Table 5 Alignment statistics of C. monnieri.
Fig. 3
figure 3

GC content and sequencing depth distribution density plot. The horizontal axis of the figure represents GC content, and the vertical axis represents sequencing depth. The contig coverage depth distribution is displayed on the right, and the GC content distribution is shown above. The large central plot is a scatter plot based on the GC content and coverage depth information of the contigs, where the color scale reflects the density of the plotted points.

To further evaluate the quality of the genome assembly, we used HiFi reads to assess the read-remapping ratio and coverage. We aligned the HiFi reads to the genome using the Juicer (v1.6) software with default parameters and the 3D-DNA (V180922) software for scaffolding. Our analysis revealed that the assembly displayed a high mapping rate and complete genome coverage of 99.73% and 100%, respectively, underscoring the high quality of the assembled genome (Table 5).
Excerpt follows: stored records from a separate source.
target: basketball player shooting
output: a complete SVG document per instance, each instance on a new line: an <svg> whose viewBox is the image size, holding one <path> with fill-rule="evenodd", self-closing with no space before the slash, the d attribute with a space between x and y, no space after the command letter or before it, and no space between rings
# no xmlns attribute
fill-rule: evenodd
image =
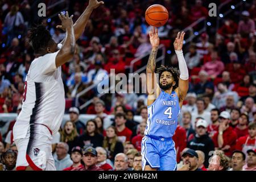
<svg viewBox="0 0 256 182"><path fill-rule="evenodd" d="M75 42L84 31L93 9L103 2L90 0L73 24L68 13L59 17L66 31L57 44L43 25L32 28L28 39L35 51L26 78L22 110L13 129L18 155L16 169L56 170L52 155L52 135L60 129L65 110L65 95L61 66L75 53Z"/></svg>
<svg viewBox="0 0 256 182"><path fill-rule="evenodd" d="M182 104L188 89L188 71L182 51L185 32L179 32L174 43L180 72L162 65L155 73L159 38L157 28L150 32L152 51L147 65L148 120L142 142L142 168L145 171L174 171L177 162L172 139Z"/></svg>

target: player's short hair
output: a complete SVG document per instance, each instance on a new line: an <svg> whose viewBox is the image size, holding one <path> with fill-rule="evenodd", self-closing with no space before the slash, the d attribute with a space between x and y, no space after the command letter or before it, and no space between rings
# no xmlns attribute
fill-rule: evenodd
<svg viewBox="0 0 256 182"><path fill-rule="evenodd" d="M172 77L174 78L174 81L175 81L175 85L173 86L172 90L174 90L176 88L179 86L179 78L180 77L180 71L177 69L176 68L174 67L166 67L163 65L162 65L159 68L156 69L156 73L158 73L159 75L159 80L160 81L160 77L161 77L162 73L164 72L170 72Z"/></svg>
<svg viewBox="0 0 256 182"><path fill-rule="evenodd" d="M44 51L52 41L54 42L49 31L43 24L32 27L29 30L28 38L36 53Z"/></svg>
To determine prediction accuracy and reliability, we determined the distribution of gene length, CDS length, exon length, and intron length in C. monnieri and other closely related species (Apium graveolens56, Daucus carota57, Peucedanum praeruptorum58, and Notopterygium incisum59). The consistent distribution tendency among all species further supported the ideal annotated gene dataset for C. monnieri (Fig. 4).

Fig. 4
figure 4

Annotated genes comparison of the distribution of gene length, CDS length, exon length, and intron length in C. monnieri with other closely related species. The x-axis represents the length and the y-axis represents the density of genes.